There are two ways the body chooses to burn fat. First, you can burn fat when you get your heart rate up a bit, but not too high. The second is when you avoid triggering insulin – a hormone – to be released in your bloodstream. Insulin’s primary job in the body is to deliver and store nutrients. Insulin turns on all of the growth hormones that encourage fat cells swell and grow larger, which in turn leads to weight gain. You’ll learn more about that topic, and how to eat to ensure you don’t trigger fat storage when you are trying to slim down. (P.S. This does not mean a low-carb diet, in case you were worried about that!)

Will I lose weight?

A better question to ask is: “Will I lose fat and inches?” There are three things you can lose to see your weight drop when you step on the scale. The first is muscle loss, which is a negative thing to lose, because muscle your best and greatest source of metabolic ‘burn’. Even just at rest, if you have more muscle tissue, you will burn more calories, even when just sitting or sleeping. The two other ways to lose body weight include fat tissue loss – which is what most of us desire – and water weight loss. So instead of just trying to lose ‘weight’, the obvious priority is to lose fat tissue. It’s a good idea to drink plenty of water to stay hydrated throughout the process of burning fat.

What if I can’t cook?

Many of my clients don’t have the time to prepare foods at home, and most of my recommendations will include easy items that take very little time and effort to shop for and prepare. Grocery stores today offer so many delicious items that can be a part of any healthy diet plan. Don’t sweat the small stuff, what you’re going to eat doesn’t have to consume your day!

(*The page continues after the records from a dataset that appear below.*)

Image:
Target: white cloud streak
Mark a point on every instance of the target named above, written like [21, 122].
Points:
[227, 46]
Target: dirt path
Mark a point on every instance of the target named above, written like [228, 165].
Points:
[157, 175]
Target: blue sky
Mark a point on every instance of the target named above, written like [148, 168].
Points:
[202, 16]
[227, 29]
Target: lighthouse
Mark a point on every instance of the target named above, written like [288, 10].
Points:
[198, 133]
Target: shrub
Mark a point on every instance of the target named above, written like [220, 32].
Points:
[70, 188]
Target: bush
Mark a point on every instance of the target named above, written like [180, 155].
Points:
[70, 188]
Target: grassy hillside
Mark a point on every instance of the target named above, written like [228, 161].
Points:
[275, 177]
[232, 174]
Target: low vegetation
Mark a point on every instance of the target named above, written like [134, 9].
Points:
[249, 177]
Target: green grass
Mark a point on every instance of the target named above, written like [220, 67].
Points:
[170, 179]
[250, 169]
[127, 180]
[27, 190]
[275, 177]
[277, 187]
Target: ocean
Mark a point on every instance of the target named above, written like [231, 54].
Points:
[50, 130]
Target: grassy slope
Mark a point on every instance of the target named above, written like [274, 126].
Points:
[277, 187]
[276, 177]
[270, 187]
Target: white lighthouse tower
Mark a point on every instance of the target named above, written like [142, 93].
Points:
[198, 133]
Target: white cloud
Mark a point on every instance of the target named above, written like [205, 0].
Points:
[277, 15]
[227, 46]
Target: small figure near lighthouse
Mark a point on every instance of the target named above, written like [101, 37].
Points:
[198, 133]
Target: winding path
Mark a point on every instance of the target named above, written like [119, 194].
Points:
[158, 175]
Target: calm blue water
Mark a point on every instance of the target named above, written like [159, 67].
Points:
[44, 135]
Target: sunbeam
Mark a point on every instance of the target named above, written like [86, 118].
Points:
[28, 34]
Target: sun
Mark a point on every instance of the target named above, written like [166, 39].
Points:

Are you just going to tell me to eat more vegetables?

I get this question more often than just about any other. My goal is to incorporate foods you enjoy into your daily meal plan. If there are vegetables that you already like, then yes, I will likely suggest that you eat them more often. It is my firm belief that if you are eating foods that you do not enjoy, then you are not going to continue any lifestyle change for very long. We will sit down together and create a plan specifically for your tastes and preferences. If you don’t like Brussel sprouts, fear not. They do not have to be included in your meal plan. That's the beauty of working one on one with a registered dietitian!

What you'll walk away with

During our initial visit, we will identify areas in which you are already excelling, and key areas to work on. It’s never a good idea to completely overhaul all of your eating and lifestyle habits at once, too much change at the same time usually doesn't last very long. 

I’ll help you identify which changes will make the most impact on your health, and which behaviors are holding you back from reaching your goals. You won’t be ‘going on a diet’ while working with me. You’ll simply be making small modifications to your day that will make a huge impact on your vitality. 

Don’t worry, you’ll get lists of foods to choose and foods to lose, we’ll talk about how to handle restaurants and fit your eating patterns around your job, your busy life, and foods that you prefer! Jot down any questions you have and I will be happy to answer those tricky nutrition questions!